This Michael O'Hare piece on engaging with the physical world is worth a read. It's a riff on a Michael Pollan article bemoaning that we spend more time watching cooking shows than we do cooking, but it goes beyond that to talk about fixing cars, working on the house, etc.
I'd take it even further and throwing making music into the mix as well. Assembling a bookshelf from Target is not "building furniture", and playing a CD is not "playing music", but I've heard people use those phrases. Microwaving a box is not making dinner, either, I suppose I should point out.
Now that the kid is eating real food, Christie and I (mostly Christie, some of you might be surprised to hear) have been cooking almost every night. We do it because we want her to be healthy, and to have a healthy relationship to food as she grows up, certainly, but some of it is that peculiar idealism that comes with being a parent.

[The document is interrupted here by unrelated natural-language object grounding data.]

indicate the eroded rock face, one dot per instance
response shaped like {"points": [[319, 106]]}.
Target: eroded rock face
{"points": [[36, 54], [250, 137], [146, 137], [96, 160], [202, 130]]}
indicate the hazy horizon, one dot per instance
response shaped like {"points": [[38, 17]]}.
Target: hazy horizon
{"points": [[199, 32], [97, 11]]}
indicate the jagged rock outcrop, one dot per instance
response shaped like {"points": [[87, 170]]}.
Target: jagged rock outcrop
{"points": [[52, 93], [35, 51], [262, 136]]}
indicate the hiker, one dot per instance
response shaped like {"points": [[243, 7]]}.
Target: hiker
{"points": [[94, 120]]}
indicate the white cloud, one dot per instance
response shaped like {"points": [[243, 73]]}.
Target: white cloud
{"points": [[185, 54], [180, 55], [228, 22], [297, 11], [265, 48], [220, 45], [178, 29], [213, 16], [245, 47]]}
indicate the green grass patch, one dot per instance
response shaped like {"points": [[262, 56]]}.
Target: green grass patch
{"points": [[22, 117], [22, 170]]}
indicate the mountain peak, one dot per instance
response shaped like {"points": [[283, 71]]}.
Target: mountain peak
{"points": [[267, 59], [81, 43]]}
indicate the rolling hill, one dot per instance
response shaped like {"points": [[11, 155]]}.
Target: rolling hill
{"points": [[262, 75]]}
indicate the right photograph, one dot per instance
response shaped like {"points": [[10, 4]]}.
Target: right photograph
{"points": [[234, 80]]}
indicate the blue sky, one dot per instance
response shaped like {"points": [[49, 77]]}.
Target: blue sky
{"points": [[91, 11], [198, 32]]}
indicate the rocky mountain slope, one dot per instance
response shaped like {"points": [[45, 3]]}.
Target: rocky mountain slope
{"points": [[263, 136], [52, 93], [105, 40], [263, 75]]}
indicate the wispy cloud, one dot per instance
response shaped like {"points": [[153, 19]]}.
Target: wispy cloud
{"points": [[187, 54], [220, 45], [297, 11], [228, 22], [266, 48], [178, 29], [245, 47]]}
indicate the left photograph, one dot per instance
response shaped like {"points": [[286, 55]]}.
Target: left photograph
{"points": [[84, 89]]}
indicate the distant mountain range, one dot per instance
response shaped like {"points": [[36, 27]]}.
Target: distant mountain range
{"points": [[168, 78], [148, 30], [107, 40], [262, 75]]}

Sure, we believe it's better to cook than to eat out, that it's better to read than to watch TV, etc., but when it's just us, it's easy to get lazy and take shortcuts. Now that we have a kid, we're trying harder to walk our talk.
And it feels good to make meals somewhat from scratch (we're not exactly grinding our own flour), just as it feels good to build a piece of furniture, or make a quilt from scraps. For Christie and I both, part of the joy of doing those things is that it ties us into a tradition. We learned to cook from our mothers and grandmothers, and had parents and grandparents that were more likely to be out doing than inside watching.
But there's a tension as well. Watching Ask This Old House and reading Fine Homebuilding have definitely raised my comfort level in taking on projects in completely new areas. Watching America's Test Kitchen and The Minimalist podcasts have introduced me to new techniques and flavors that I never would have tried if they weren't showing up on my Tivo.
But I also have to throw a little love at the Tivo. I remember back in the day when a Saturday afternoon meant choosing between watching home improvement shows and doing home improvement projects. Now, I can save a cooking show, watch it while I cook, and pause it when I need to. I can work on the house all day on a Saturday, then watch Tom Silva fix a rotting threshold while I'm taking a lunch break. Having a DVR makes it a lot easier to use these shows as a reference, not just entertainment.